Configuration of Hybrid Fuel-Electric Airplane Model Based on Full Flight Path Performance

Abstract

The feasibility of enhancing the efficiency of hybrid fuel-electric airplane is investigated. The airplane model considered in this work is a hybrid version of Aerosonde propelled by an integrated system of internal combustion engine (ICE) and electric motor (EM). Modified versions of Breguet equation are used to calculate the contribution of the ICE propulsion to the range and endurance of the airplane. On the other hand, the range and endurance components due to EM propulsion are calculated using Payne range strategy based on battery capacity. In order to find the most feasible propulsion configuration; multiple configurations are compared; including conventional all-fuel, full-electric, parallel-hybrid and fuel-first strategy (FFS), which is based on parallel-hybrid design, where fuel is burned during the early phases of the flight then the flight is completed in the fully-electric mode.
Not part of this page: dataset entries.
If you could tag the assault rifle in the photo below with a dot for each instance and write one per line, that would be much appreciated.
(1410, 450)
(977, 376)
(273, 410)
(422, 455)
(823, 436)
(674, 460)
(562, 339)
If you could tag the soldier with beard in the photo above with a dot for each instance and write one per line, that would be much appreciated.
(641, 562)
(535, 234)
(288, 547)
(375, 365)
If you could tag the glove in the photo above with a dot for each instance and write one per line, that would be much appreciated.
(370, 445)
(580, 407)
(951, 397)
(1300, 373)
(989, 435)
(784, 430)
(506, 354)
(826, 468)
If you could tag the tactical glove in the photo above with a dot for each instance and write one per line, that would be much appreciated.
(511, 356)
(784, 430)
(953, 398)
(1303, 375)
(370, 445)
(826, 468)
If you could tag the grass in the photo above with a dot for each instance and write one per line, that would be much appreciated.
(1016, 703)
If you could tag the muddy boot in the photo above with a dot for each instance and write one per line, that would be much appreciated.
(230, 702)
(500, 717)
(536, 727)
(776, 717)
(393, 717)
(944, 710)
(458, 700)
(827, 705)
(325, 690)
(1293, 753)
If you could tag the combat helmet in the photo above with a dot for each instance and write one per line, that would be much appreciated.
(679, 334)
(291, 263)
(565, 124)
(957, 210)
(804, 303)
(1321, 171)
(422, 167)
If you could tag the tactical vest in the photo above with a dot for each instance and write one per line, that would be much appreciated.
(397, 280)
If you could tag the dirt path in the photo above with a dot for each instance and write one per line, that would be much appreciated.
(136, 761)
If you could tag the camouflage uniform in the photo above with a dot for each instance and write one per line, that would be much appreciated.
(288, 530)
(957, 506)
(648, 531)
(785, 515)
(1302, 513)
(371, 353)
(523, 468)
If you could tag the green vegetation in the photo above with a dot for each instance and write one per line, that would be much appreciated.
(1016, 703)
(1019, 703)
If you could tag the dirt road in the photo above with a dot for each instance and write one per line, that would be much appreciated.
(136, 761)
The preceding propulsion types are investigated for all flight phases including takeoff, climb, cruise, descent, and landing. Impact on airplane weight due to additional equipment is considered. It is found that by adopting the FFS, range can be extended by 7% and endurance by 6% above the parallel-hybrid case. In terms of fuel consumption, implementing FFS yields a fuel saving of 6% relative to parallel hybrid.